Canada ranks fifth among 20 countries for its cybersecurity threat preparedness and response, according to a standard created by an academic journal and a security vendor.
The Cyber Defense Index, created by MIT Technology Review Insights and sponsored by Code42, gave Canada an average score of 6.94, behind the United States (7.13) and ahead of Poland (6.91).
The leader was Australia (7.83), followed by the Netherlands, South Korea and the United States. The UK, France, Japan and Switzerland round out the top 10. Brazil, Turkey and Indonesia are last.
The difference between first-placed Australia and third-placed South Korea was just 0.42 points.
The subjective score ranked countries on how well institutions have adopted digital technology and practices to resist cyberattacks and how well their policy frameworks promote secure digital transactions.
The scoring system included what the researchers called “thorough secondary research and analysis” (secondary information would come from, for example, national policy and regulatory data), as well as primary survey data – such as the global cybersecurity index of United Nations – and interviews with global cybersecurity professionals, technology developers, analysts and policy makers.
The research was conducted between April and September.
However, the score did not account for reported data breaches.
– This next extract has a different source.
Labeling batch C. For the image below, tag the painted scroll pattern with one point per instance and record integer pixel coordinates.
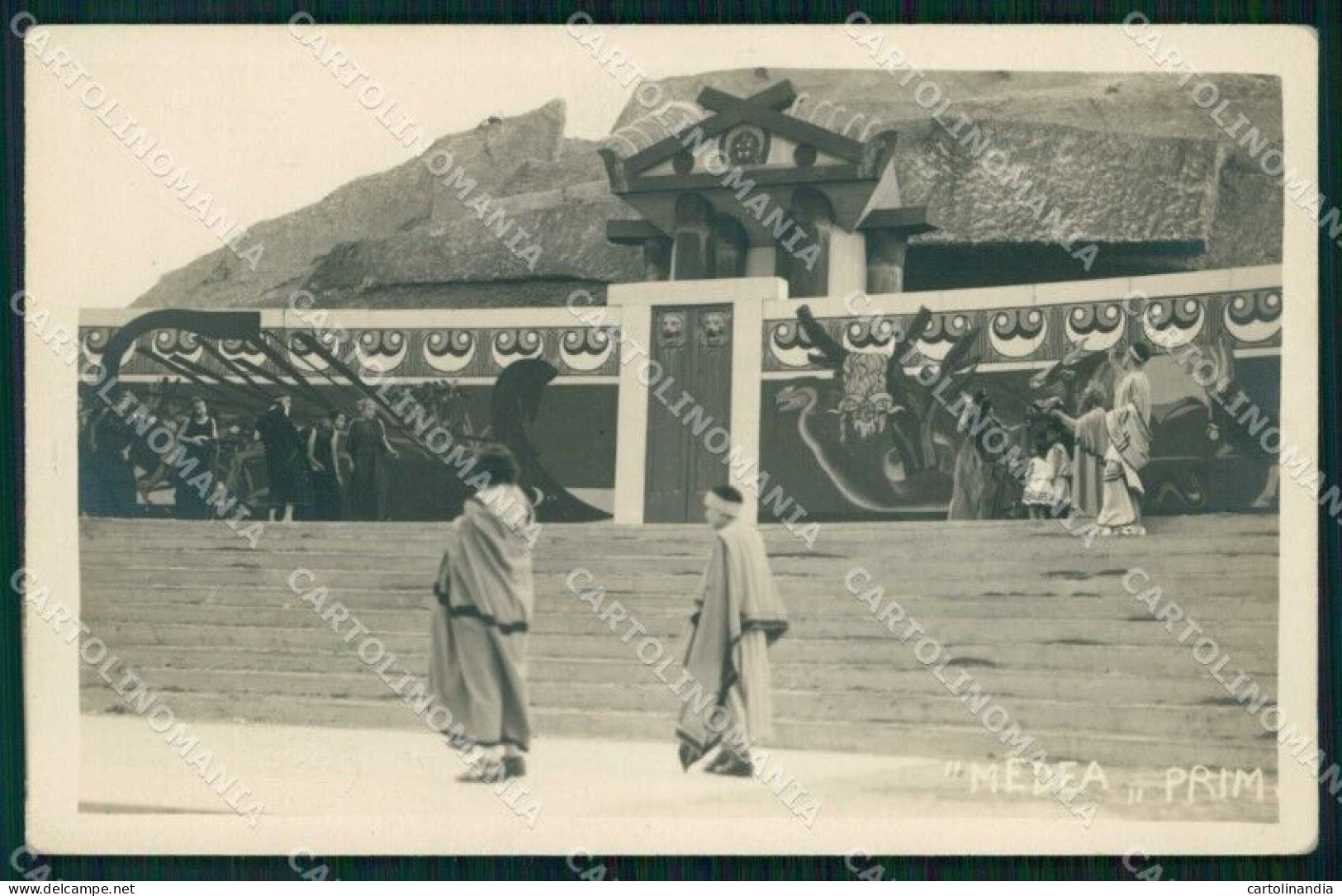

In September, Australia, which ranks first, suffered an attack by Optus, the country’s second largest mobile operator. This month, a ransomware gang believed to have originated in Russia apparently copied data on 10 million customers of Australian healthcare provider Medibank.
Australia’s top spot “reflects its efforts to make a robust digital infrastructure widely available,” the report said. “The Australian Government applies digital tools and regulatory frameworks to protect personal data and digital transactions. He pledged to review cybersecurity laws, pledging to set aside an earlier roadmap. Public urgency has increased after the recent Optus hack. »
While the assessment rated countries on the perceived robustness and relative security of their critical infrastructure, it also took into account their cybersecurity commitments, data privacy legislation, and other factors.
Another factor taken into consideration was the willingness of governments to use artificial intelligence to deliver public services.
The scores were divided into four categories, weighted to arrive at each country’s final score: critical infrastructure (30% of the score), cybersecurity assets (35%), organizational capacity (20%) and political commitment (15%). ).
Canada scored 6.45 on critical infrastructure, 7.12 on cybersecurity assets, 7.29 on organizational ability, and 7.04 on political engagement.
Canada did not rank in the top five countries for critical infrastructure or cybersecurity assets. It ranked third for organizational ability and fourth for political commitment. Placement in this category may have reflected proposed federal cybersecurity legislation, requests made to Rogers Communications after a massive network outage, and proposed privacy law updates in the private sector.
For more details, the original article (in English) is available at IT World Canadaa sister publication of IT management.
French adaptation and translation by Renaud Larue-Langlois.